The social comedy of this scene is followed by one in which the narrator returns to his rooms in the hotel with Albertine. "As soon as we were alone and had started down the corridor, Albertine said to me, 'What have you got against me?'" He pretends to be in love with Andrée instead of her, and confronts her with his suspicion of her lesbian affair with Andrée: 
In the end, I ventured to tell her what had been reported to me as to her mode of life, and that, despite the profound disgust aroused in me by women afflicted with that same vice, I had not felt any concern until they named her accomplice to me, and that she could well understand, loving Andrée to the extent that I did, the grief that I had experienced.
Albertine displays "anger, unhappiness, and, where the unknown slanderer was concerned, a raging curiosity to learn who it was." But "the comfort brought by Albertine's affirmations was all but compromised for a moment because I recalled the story of Odette," who had denied her lesbian affairs to Swann before finally admitting to them. 

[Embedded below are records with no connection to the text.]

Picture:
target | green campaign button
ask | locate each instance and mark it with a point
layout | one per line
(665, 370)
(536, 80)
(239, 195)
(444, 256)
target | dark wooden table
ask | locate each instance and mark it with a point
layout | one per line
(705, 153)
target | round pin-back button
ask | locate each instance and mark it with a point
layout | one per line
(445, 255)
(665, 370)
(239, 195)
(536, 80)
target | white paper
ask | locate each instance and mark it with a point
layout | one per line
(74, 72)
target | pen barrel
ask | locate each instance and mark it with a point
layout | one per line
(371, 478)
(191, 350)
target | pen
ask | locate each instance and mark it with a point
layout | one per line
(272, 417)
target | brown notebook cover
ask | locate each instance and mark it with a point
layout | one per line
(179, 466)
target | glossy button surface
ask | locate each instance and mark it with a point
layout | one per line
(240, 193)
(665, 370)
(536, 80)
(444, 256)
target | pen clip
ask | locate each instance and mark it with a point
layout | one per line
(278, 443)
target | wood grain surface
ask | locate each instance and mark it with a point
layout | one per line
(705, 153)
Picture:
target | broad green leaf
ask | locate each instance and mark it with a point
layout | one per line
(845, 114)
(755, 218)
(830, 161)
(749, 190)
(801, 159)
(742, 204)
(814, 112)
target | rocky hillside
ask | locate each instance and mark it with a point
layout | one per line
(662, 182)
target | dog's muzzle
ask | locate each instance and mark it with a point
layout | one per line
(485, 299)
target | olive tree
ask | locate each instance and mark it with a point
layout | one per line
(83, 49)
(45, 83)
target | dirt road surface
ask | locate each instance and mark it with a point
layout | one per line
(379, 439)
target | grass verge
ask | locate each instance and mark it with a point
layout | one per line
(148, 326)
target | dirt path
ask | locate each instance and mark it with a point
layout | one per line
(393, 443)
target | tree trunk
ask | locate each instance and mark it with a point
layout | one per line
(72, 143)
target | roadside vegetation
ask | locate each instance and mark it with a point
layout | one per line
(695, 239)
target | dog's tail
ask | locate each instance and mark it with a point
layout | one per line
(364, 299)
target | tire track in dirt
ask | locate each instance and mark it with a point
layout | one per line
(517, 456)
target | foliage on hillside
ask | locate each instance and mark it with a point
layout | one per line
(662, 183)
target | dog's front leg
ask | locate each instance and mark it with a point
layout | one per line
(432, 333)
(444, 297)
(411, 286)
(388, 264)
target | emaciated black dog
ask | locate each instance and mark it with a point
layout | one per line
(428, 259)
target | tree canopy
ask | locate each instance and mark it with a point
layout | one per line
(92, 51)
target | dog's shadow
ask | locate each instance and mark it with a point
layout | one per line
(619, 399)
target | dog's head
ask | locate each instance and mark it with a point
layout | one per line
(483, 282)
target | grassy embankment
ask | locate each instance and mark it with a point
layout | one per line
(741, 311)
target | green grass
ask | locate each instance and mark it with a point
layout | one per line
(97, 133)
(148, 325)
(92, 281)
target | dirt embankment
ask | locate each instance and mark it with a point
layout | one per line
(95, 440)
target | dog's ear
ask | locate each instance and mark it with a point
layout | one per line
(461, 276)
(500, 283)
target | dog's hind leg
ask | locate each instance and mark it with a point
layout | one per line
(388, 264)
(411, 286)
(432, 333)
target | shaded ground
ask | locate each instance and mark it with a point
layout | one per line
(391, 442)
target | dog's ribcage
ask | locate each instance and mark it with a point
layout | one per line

Albertine then seduces him with a kiss in which "she passed her tongue lightly over my lips, and tried to part them. To start with, I kept them tightly shut." And then comes a passage in which the narrator regrets not ending the affair at the moment: 
I should have left that evening without ever seeing her again.... I should have left Balbec, have shut myself away in solitude, have remained there in harmony with the dying vibrations of the voice I had been able to turn for a moment into that of love, and of which I would have demanded nothing more than never to address me further; for fear that by some fresh utterance, which from now on could only be different, it might wound by a dissonance the silence of the senses in which, as though thanks to some pedal, the tonality of happiness might have long survived within me. 
In short, he's hooked.    

Day Fifty: In the Shadow of Young Girls in Flower, pp. 271-285

From "My life in the hotel was now..." to "...'They're so much more interesting.'"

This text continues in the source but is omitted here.